I popped out from work today to do a few errands. In 45 minutes, I saw three separate acts of aggression on the street. One was a motorcyclist aggressing a driver who seemed to have committed the grievous crime of not being sure, momentarily, which lane they should best take. That particular stretch of road is laid out confusingly, with one lane becoming two then just as suddenly becoming one lane for cars again plus a bus lane. Anyway, the car slowed down and must have delayed the motorcyclist by perhaps seconds. This was a frustration the motorcyclist seemingly could not bear and they honked and loudly revved and finally swerved out to look long and pointedly in the driver’s window. As I watched the motorcycle rev and speed down the city street, and thought what a spectacle they had made of themselves in their display of short-temper, I was left hoping the car driver was able to shake off the motorcyclists behaviour.
Seeing three such incidents in less than an hour, had me wondering was there a higher than usual level of crankiness around today and why that might be. Is it because today is a Monday and gloriously sunny, while on Saturday it rained all day long. Or perhaps people are truly back into the daily grind of getting out to work and school Monday-Friday, and the realisation has hit that this is life for the next two months until mid-term’s blessed temporary relief. Or money worries have hit hard now the kids are back in the expensive free school system.
Whatever had the aggressors’ lives so stressed, it looked like consideration and respect for others has been drained out of them today. When we are stressed, our attention can become restricted to our own survival, our own interests, our own needs. We can lose interest in what other people may be feeling, or in what effect our actions have on other people. When we are highly stressed, other people can become just an obstacle to getting where we need to go quickly, or just a competition for a resource.
There may be times in all our lives when we are highly stressed, and we cannot care about anyone except ourselves and our immediate family. However in the meantime, what I witnessed today was a strong reminder to me to be aware that how I am can impact positively or negatively on people I meet throughout the day.
Most of the time, we can choose how to be in terms of attitude and actions. It is worthwhile spending a few minutes each morning meditating on your intention for the day, including your attitude in your actions and how you treat others – and yourself. I find chopra.com is a source of information and inspiration and it has an interesting article on How Meditation Benefits Everyone Around You by Roger Gabriel (Raghavanand) which goes much further with this idea.

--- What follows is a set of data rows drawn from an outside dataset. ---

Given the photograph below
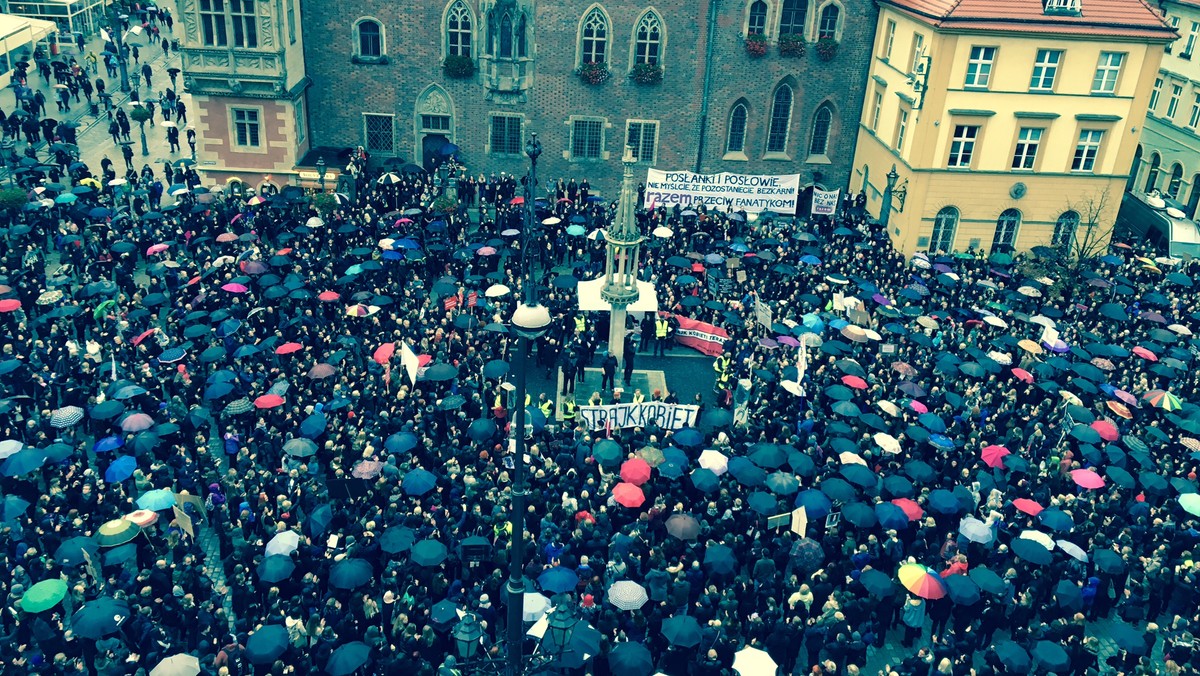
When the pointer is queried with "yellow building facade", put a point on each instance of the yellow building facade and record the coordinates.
(1005, 132)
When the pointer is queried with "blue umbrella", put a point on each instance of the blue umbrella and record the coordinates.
(156, 500)
(705, 480)
(419, 482)
(108, 443)
(120, 470)
(816, 504)
(558, 580)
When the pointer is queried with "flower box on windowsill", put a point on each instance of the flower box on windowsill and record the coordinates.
(827, 48)
(459, 66)
(370, 60)
(791, 46)
(756, 45)
(594, 73)
(646, 73)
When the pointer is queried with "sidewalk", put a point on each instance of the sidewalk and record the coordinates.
(94, 144)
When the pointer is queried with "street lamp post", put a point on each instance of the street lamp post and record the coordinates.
(529, 321)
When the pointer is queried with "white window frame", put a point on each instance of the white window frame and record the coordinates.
(963, 143)
(1108, 72)
(1087, 151)
(1025, 154)
(366, 133)
(1173, 102)
(640, 148)
(462, 11)
(490, 148)
(569, 154)
(1045, 66)
(979, 64)
(261, 147)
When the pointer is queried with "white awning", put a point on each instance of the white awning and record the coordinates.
(591, 300)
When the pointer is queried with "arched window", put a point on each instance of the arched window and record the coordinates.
(792, 17)
(829, 19)
(1152, 175)
(780, 119)
(505, 36)
(459, 30)
(945, 226)
(370, 39)
(1006, 231)
(821, 124)
(736, 138)
(648, 40)
(520, 37)
(1065, 229)
(1173, 189)
(594, 36)
(757, 24)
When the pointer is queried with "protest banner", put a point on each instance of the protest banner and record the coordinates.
(701, 336)
(666, 416)
(739, 192)
(825, 203)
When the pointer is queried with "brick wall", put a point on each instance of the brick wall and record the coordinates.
(345, 90)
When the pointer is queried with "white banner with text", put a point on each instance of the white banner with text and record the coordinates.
(666, 416)
(739, 192)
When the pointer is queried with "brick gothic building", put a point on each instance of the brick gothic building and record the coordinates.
(379, 75)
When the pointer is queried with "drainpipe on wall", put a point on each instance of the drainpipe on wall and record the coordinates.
(708, 83)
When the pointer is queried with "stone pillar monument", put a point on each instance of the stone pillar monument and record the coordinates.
(621, 263)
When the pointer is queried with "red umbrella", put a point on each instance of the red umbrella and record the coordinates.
(1145, 353)
(1087, 479)
(635, 471)
(384, 352)
(855, 382)
(994, 455)
(628, 495)
(1107, 430)
(1027, 506)
(911, 509)
(268, 401)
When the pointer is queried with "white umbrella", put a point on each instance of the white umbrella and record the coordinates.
(1073, 550)
(628, 594)
(714, 461)
(887, 442)
(283, 543)
(534, 606)
(754, 662)
(1038, 537)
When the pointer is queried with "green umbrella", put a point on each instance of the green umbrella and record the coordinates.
(43, 596)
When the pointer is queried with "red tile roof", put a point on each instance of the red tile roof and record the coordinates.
(1115, 18)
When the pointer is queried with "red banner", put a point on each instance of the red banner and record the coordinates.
(701, 336)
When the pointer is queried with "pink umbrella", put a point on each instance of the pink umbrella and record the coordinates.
(137, 423)
(1087, 479)
(994, 455)
(268, 401)
(1107, 430)
(628, 495)
(635, 471)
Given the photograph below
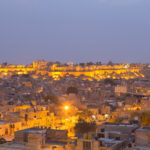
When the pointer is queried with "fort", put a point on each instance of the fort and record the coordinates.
(97, 72)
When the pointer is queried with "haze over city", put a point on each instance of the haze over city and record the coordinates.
(78, 31)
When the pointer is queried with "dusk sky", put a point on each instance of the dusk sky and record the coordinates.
(74, 30)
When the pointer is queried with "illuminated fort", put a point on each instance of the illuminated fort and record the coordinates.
(97, 72)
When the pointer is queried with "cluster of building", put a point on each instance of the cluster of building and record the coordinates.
(40, 107)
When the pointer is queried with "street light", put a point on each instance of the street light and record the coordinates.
(66, 107)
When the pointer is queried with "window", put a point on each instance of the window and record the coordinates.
(86, 145)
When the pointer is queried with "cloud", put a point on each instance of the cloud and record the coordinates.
(119, 1)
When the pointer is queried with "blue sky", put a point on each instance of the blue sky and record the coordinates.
(74, 30)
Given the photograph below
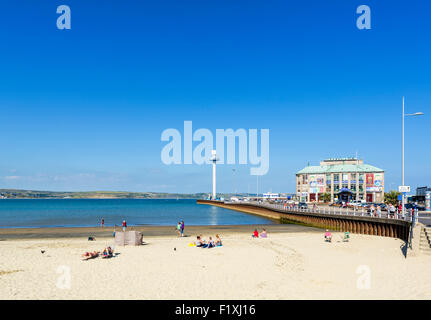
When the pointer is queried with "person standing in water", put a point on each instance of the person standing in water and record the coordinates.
(182, 228)
(179, 229)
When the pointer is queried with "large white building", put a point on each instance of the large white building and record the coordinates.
(343, 179)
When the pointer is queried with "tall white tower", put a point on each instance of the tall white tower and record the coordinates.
(214, 160)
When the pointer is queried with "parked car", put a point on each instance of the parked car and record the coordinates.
(410, 205)
(302, 205)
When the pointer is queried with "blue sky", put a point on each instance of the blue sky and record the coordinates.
(83, 109)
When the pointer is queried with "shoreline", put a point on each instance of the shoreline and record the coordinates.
(148, 231)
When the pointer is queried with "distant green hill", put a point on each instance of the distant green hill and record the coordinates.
(33, 194)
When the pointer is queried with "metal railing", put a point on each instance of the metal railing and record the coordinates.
(354, 212)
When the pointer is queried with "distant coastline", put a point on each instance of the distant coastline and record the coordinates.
(36, 194)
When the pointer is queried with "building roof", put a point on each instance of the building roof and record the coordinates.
(339, 168)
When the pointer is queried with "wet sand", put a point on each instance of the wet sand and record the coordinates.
(151, 231)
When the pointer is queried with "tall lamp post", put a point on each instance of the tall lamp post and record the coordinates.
(406, 115)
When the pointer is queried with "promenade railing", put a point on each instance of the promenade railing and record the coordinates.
(354, 212)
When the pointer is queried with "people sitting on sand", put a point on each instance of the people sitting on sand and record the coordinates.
(210, 243)
(199, 241)
(107, 253)
(90, 255)
(328, 236)
(218, 241)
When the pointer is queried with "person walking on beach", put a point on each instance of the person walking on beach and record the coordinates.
(182, 228)
(179, 229)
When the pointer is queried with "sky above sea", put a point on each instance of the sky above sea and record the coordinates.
(84, 109)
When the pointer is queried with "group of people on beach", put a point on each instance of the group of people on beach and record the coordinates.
(263, 234)
(202, 243)
(108, 252)
(180, 228)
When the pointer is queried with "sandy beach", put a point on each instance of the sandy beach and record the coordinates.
(286, 265)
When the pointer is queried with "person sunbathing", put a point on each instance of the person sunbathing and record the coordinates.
(107, 253)
(199, 241)
(218, 241)
(211, 243)
(255, 234)
(328, 236)
(90, 255)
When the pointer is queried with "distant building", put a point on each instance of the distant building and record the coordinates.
(422, 191)
(422, 194)
(270, 195)
(344, 178)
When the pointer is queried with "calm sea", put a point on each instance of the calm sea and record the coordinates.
(16, 213)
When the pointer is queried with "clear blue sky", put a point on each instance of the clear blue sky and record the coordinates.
(83, 109)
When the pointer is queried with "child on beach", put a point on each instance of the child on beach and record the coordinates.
(218, 241)
(210, 243)
(182, 228)
(328, 236)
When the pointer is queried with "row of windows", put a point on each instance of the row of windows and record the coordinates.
(345, 178)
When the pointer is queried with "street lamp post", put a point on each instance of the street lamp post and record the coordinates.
(405, 115)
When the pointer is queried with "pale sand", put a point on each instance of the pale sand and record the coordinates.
(283, 266)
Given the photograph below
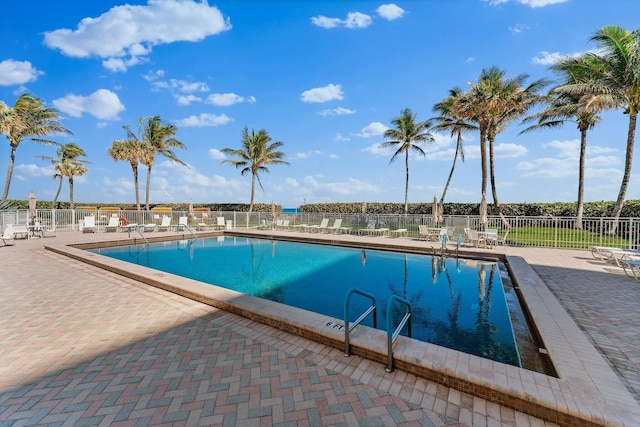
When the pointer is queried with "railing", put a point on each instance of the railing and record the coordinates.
(348, 328)
(392, 334)
(544, 231)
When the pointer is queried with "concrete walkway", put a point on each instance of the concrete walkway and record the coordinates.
(81, 346)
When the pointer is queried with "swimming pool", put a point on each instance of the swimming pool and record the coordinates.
(456, 303)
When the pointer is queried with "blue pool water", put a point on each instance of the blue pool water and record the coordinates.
(456, 303)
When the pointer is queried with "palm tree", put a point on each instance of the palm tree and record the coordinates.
(447, 120)
(28, 119)
(72, 166)
(129, 150)
(157, 138)
(255, 155)
(491, 104)
(67, 161)
(567, 107)
(613, 80)
(406, 136)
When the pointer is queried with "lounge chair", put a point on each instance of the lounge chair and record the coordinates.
(182, 223)
(319, 227)
(89, 224)
(149, 227)
(399, 232)
(337, 225)
(475, 239)
(165, 224)
(220, 223)
(7, 235)
(113, 225)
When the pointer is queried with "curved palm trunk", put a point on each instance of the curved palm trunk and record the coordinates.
(617, 210)
(453, 166)
(148, 186)
(406, 185)
(135, 184)
(7, 183)
(71, 191)
(494, 191)
(483, 158)
(55, 199)
(580, 204)
(253, 190)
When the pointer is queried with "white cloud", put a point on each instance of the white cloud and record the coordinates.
(353, 20)
(372, 129)
(340, 111)
(226, 99)
(125, 34)
(518, 28)
(322, 94)
(325, 22)
(17, 72)
(216, 154)
(204, 119)
(102, 104)
(390, 11)
(531, 3)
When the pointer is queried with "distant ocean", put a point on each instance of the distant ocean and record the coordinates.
(291, 211)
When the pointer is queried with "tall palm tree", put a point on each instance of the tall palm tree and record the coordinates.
(256, 154)
(614, 80)
(491, 104)
(449, 121)
(406, 136)
(28, 119)
(567, 107)
(66, 161)
(72, 166)
(129, 150)
(157, 138)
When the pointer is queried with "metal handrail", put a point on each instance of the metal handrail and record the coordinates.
(348, 328)
(187, 228)
(392, 335)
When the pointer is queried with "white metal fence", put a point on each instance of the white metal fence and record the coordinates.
(546, 231)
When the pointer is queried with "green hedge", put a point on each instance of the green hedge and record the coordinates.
(591, 209)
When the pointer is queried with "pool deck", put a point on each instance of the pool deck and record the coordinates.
(85, 346)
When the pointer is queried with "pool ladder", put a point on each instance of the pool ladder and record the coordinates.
(392, 333)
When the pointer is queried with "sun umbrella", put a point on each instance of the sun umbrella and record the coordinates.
(32, 206)
(483, 212)
(434, 211)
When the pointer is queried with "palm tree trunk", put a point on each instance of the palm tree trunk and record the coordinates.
(253, 188)
(580, 204)
(55, 199)
(71, 191)
(453, 166)
(148, 186)
(494, 191)
(617, 210)
(406, 185)
(483, 158)
(135, 184)
(7, 183)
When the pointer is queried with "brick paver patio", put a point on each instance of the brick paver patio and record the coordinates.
(81, 346)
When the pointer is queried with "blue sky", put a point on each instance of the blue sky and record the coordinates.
(324, 77)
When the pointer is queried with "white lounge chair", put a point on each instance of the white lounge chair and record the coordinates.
(337, 225)
(165, 224)
(113, 225)
(320, 227)
(7, 235)
(89, 224)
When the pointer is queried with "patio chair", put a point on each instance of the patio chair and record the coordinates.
(113, 225)
(7, 235)
(165, 224)
(89, 224)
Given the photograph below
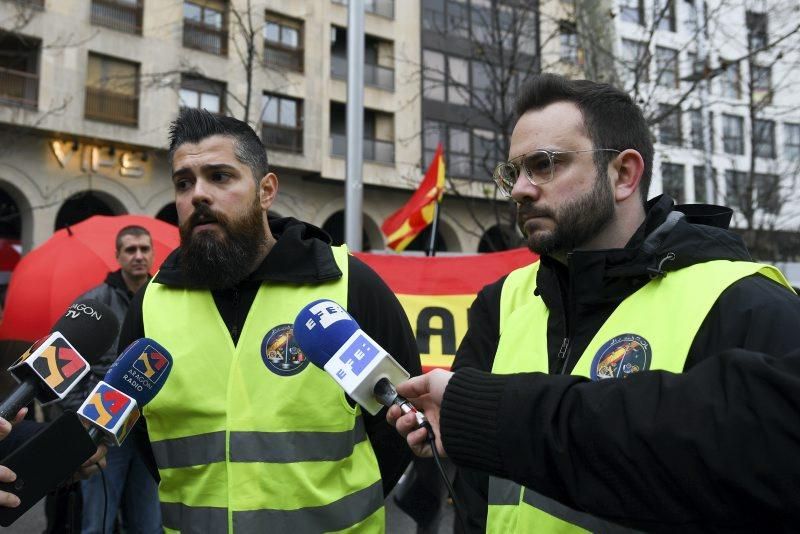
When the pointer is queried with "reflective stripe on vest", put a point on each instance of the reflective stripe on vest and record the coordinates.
(252, 433)
(666, 313)
(349, 511)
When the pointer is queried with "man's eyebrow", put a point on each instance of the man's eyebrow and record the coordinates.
(205, 168)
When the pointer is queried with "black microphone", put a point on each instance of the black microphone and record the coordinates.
(53, 365)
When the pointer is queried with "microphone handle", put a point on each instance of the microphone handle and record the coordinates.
(19, 398)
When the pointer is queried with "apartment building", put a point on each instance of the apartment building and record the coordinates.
(88, 88)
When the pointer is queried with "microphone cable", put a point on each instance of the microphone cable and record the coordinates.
(438, 461)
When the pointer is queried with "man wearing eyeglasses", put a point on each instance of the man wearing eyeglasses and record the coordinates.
(623, 286)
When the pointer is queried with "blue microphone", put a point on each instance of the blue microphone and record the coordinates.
(333, 341)
(115, 404)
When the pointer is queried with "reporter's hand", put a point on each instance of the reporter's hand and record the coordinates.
(9, 500)
(92, 466)
(425, 392)
(5, 426)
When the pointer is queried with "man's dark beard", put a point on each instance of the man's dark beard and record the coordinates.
(214, 262)
(576, 222)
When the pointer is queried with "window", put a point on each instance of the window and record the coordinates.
(282, 123)
(112, 90)
(698, 139)
(756, 30)
(632, 11)
(768, 193)
(764, 138)
(19, 70)
(283, 42)
(664, 15)
(120, 15)
(667, 67)
(570, 51)
(672, 176)
(205, 26)
(202, 93)
(762, 84)
(433, 83)
(732, 134)
(635, 61)
(669, 128)
(791, 143)
(738, 191)
(731, 81)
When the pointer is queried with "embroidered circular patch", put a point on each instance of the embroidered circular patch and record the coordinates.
(621, 356)
(280, 352)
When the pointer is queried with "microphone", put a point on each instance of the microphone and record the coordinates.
(333, 341)
(115, 403)
(53, 365)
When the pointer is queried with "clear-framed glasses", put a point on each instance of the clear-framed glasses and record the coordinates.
(539, 167)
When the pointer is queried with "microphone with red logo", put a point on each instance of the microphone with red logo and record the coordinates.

I suggest that compassion and respect for others and ourselves are important to include in daily goals. Remember that you don’t know what other people are going through – and I am aware I do not know what stresses that motorcyclist was under today. Neither was the motorcyclist aware of what the driver of that car was going through today. I hope they were having a good enough day to be able to shake off the aggression, and were not already emotionally vulnerable when they were honked at and threatened. I hope the motorcyclist was able to shake off their anger, slow down, and get home safely tonight. I am grateful to whoever it was for the reminder about the impact we have on people who share our space, even just momentarily in traffic.